Sophia Amoruso is the founder and CEO of Nasty Gal, which has grown to a $US100 million-plus online fashion retailer with more than 350 employees in just eight years. The following is excerpted from her new book, #GIRLBOSS.
I never started a business. I started an eBay store, and ended up with a business. I never would have done it had I known it was going to become this big.
I was 22 and, like most 22-year-olds, I was looking for a way to pay my rent and buy my Starbucks chai. Had someone shown me the future of where Nasty Gal would be in 2014, I would have gasped in revulsion, thinking, Oh, hell no, that is way too much work.
The name of the company alone should clue you in to this fact — who would have thought that a company called Nasty Gal could be so successful?
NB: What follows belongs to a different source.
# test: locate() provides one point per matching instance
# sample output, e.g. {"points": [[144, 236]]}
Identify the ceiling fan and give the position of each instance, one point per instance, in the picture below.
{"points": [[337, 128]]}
I sure as shit never intended to be saying those two words all day, every day, seven years later.
There are different kinds of entrepreneurs. There are the ones who start a business because they’re educated and choose to, and the ones who do it because it is really the only option. I definitely fall into the latter category. I considered myself completely unemployable, and wanted to give one last shot at my ideal of being “jobless.” And boy, did being jobless work for me.
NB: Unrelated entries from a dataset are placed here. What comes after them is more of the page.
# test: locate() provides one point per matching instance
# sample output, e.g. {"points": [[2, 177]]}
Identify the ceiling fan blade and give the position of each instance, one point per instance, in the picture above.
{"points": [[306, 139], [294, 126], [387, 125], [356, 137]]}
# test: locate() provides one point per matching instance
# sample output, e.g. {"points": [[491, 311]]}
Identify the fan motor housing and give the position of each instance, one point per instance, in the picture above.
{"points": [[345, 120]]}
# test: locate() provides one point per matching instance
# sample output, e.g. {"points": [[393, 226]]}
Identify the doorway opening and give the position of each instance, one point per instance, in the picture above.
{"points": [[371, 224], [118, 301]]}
Nasty Gal would have surely failed had it been my goal to grow a business to the size that I have today. When you begin with the finish line in mind, you miss all the fun stuff along the way. The better approach is to tweak and grow, tweak and grow. I call it the incremental potential. In e‑commerce, you have to get everything right — from the marketing to the product descriptions to the checkout process.
Because I started small, I think I inherently did that from the beginning. Customer service was my number one priority. A lot of people run their businesses like their customers are dummies. This is a mistake. If you’re just out to take their money, they know it. But if you genuinely care about what you’re doing, they will respond.
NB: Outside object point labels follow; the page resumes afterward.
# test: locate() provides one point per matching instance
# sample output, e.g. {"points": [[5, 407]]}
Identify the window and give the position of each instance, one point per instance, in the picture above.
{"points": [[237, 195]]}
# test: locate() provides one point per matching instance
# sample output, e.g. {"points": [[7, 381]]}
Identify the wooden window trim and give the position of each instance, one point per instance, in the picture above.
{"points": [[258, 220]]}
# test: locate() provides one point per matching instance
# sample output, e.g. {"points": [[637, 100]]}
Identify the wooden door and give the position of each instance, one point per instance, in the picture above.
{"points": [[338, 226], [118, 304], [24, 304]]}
I knew my customers and knew what they liked, because I was my customer. And rather than dictating what I thought my customers should buy and wear, I listened instead. If I bought something and they hated it, I moved on. Rather than force my idea of what Nasty Gal should be on my customers, I let them tell me along the way.
Nasty Gal felt like the best-dressed girl’s best kept secret — except that it was a secret she really wanted to share. One key to running a successful business is to know how to get free marketing.
Rule number one? That’s simple. Just do a good job.
Through the styling, photography, and voice of the brand, Nasty Gal was an exciting place to shop, but if our customers weren’t equally as stoked when they were holding one of our products in their hands, then that excitement lived and died on the internet.
I don’t take it lightly when someone buys something from me. I know there are a million places where people can buy a dress, a crop top, or a pair of shoes, so I want to make sure that if someone is buying it from Nasty Gal, she feels like it’s worth it. We’re dressing girls for the best years of their lives, so whether you drop $US300 or shop the sale section, I want you to look and feel like a million bucks.
Rule number two: Keep your promises.
When girls bought something from Nasty Gal, what they got in the mail was just as amazing as what they’d seen online. Customers became not only loyal, but also evangelical. They came back again and again, and shared their excitement with their friends — frequently on the internet. It was the kind of natural word of mouth that can’t be bought.
Rule number three: Give your customers something to share.
Social media is built on sharing, and Nasty Gal was giving girls something amazing to share each and every day. Whether it was a crazy vintage piece, a quote, or a behind-the-scenes photo, we have always worked hard to create the best and most compelling images, words, and content for our customers.
At most companies the person manning the Twitter and Facebook accounts is far from the top of the food chain. But at Nasty Gal, even though I’m not always composing every tweet, I still read every comment. If our customers are unhappy about something, I hear it first.
At other businesses, it might take months for customer feedback to filter up to the CEO, if at all. Social media allows me to have my ear to the ground even when I’m out pounding the pavement. When Nasty Gal joined Snapchat, it meant that I joined Snapchat. I sent out a few Snaps, and our customers responded in force. There’s nothing more thrilling than sending private texts directly to a customer and seeing what she has to say in response.
Call me crazy, but I truly believe that Nasty Gal is a feeling. And though our community lives in many different places, it’s that feeling that unifies our customers and makes us about much more than selling clothes.